Пришлось идти в консисторию выправлять бумагу. Паисия в присутствии не было, и Павлу сказано было наведаться на другой день. Не помогли ни просьбы, ни двугривенные: пришлось вернуться домой ни с чем. На другой день он пришел снова, взяв с собой Морковина. При помощи зелененькой и при содействии морковинского знакомого – писарька – ему удалось проникнуть в кабинет, где на этот раз заседал Паисий; но тут его ожидала полная неудача.

– А, ты из Маковеевки, – сказал ему Паисий, выслушав его просьбу. – Я тебя узнаю. Что ж ты, родственник Лукьяну? – осведомился он.

Павел должен был сказать, что не состоит с Лукьяном в кровном родстве.

– Так, так, – сказал Паисий. – Значит, в родстве духовном. Из его паствы будешь?

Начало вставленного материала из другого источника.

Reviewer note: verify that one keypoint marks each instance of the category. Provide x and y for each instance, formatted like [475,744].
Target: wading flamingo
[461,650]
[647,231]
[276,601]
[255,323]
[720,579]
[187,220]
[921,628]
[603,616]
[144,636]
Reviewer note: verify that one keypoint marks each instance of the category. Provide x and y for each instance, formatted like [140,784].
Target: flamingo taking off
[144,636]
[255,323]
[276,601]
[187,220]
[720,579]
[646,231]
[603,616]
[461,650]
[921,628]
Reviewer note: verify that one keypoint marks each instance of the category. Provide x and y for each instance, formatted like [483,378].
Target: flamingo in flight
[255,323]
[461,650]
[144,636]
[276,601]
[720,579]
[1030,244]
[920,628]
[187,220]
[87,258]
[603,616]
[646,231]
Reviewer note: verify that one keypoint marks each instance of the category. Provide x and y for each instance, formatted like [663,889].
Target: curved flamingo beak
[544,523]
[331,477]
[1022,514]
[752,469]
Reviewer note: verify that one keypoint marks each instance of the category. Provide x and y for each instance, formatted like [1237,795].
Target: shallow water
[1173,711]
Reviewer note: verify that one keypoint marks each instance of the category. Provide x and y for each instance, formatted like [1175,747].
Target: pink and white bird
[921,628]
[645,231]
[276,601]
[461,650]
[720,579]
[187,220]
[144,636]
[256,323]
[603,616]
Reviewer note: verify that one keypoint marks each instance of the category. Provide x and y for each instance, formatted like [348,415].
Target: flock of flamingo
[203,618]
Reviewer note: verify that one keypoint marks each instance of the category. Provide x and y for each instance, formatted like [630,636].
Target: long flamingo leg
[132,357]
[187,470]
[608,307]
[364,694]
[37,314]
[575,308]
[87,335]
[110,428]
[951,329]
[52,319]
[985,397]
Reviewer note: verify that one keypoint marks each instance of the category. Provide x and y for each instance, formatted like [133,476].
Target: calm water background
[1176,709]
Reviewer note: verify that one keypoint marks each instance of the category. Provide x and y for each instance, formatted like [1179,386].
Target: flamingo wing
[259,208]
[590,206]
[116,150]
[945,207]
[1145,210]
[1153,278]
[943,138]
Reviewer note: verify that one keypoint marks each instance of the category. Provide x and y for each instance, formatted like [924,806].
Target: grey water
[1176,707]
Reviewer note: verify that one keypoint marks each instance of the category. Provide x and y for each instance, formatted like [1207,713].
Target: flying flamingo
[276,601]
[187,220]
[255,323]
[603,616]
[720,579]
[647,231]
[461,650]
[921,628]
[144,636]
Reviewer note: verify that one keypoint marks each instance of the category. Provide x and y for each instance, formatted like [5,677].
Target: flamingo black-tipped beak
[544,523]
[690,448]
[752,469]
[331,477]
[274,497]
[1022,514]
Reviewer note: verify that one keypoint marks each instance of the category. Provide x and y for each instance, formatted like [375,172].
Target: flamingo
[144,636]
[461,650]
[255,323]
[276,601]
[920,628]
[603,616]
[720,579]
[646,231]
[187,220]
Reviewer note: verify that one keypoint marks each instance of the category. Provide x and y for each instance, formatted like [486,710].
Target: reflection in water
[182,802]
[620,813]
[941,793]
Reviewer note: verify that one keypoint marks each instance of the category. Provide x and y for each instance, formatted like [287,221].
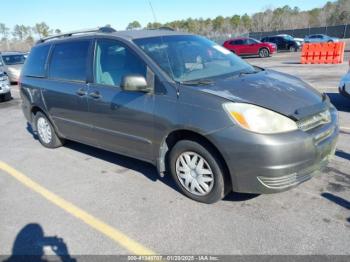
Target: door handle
[81,92]
[95,95]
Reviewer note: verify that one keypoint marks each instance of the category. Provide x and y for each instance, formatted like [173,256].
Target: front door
[65,91]
[122,120]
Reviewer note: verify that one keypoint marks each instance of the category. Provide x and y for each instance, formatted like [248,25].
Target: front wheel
[46,133]
[197,172]
[293,49]
[264,52]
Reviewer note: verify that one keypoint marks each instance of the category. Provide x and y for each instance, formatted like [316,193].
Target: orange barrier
[323,53]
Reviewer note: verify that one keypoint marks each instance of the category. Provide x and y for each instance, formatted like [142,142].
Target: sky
[70,15]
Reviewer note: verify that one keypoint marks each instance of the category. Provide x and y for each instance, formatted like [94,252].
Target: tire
[215,189]
[264,52]
[45,131]
[8,96]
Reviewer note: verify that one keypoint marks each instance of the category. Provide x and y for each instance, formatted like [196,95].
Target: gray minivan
[183,103]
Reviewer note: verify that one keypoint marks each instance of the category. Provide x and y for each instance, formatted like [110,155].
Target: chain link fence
[340,31]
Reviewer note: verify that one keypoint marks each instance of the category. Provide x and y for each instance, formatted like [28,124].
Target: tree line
[282,18]
[22,37]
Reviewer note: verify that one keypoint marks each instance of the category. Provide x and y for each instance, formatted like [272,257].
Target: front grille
[282,182]
[315,121]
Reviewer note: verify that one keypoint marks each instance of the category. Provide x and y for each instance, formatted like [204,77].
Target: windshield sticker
[222,49]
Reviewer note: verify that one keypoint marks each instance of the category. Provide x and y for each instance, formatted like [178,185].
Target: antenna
[154,14]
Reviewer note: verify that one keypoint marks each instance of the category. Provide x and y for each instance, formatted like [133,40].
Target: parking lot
[103,203]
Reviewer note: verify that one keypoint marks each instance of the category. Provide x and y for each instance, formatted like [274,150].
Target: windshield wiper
[248,73]
[200,82]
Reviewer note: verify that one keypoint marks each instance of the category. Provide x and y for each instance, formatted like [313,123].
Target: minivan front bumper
[265,164]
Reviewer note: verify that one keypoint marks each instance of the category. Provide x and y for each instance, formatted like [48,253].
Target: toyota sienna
[183,103]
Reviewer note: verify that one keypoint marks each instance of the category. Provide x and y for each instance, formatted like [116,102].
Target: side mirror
[135,83]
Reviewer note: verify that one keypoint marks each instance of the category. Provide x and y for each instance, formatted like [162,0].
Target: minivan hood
[279,92]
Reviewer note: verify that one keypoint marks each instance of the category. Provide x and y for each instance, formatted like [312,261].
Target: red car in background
[250,46]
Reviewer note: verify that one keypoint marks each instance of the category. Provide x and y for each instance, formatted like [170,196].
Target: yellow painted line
[114,234]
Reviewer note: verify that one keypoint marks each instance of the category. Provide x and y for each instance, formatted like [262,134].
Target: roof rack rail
[104,29]
[165,28]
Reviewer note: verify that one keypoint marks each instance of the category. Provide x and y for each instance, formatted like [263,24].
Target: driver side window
[113,61]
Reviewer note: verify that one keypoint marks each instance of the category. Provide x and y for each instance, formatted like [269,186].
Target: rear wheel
[264,52]
[197,172]
[46,133]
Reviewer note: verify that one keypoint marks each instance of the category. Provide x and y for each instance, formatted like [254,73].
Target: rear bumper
[265,164]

– Мы, батюшка, соседи, и родственники попросили меня наведаться, – осторожно сказал Павел, желая уклониться от прямого ответа на вопрос и не согрешить, сказавши неправду.

– Понимаю, – насмешливо проговорил Паисий. – Соборные, значит, послали к апостолу за благословенном. А паства небось собралась и ждет благодатного послания?

– Батюшка, до посланий ли ему теперь! – воскликнул Павел. – Он теперь в больнице лежит после смертного боя, который принял в тюрьме.

Паисий сделал вид, что ничего не знает.

– Болен он, говоришь ты? Бой ему был в тюрьме? Ну, значит, за дело, потому зря бить не станут. Не могу разрешить тебе свидания. Ступай!

– Батюшка, – уговаривал его Павел, – он, может быть, при смерти. Неужто это по-христиански – не дать человеку попрощаться со своими перед смертью? У него семья. Может, какие распоряжения будут.

– Да, да, – говорил Паисий. – Знаю. Ступай. Не могу разрешить тебе свидания и времени с тобой разговаривать больше не имею.

В это время вошел служка и что-то шепнул Паисию.

– Проси, проси, – торопливо сказал он, запахивая ряску.

Паисий встал со своего места.

– Ступай же! – зашипел он на Павла, который все стоял, переминаясь на месте.

Павел поклонился и вышел. Он видел, с кем имеет дело, и понимал, что от этого попика ему ничего не добиться.

У дверей он встретил Валериана, которого служка вел в кабинет Паисия. Это он и был тот посетитель, о котором докладывали.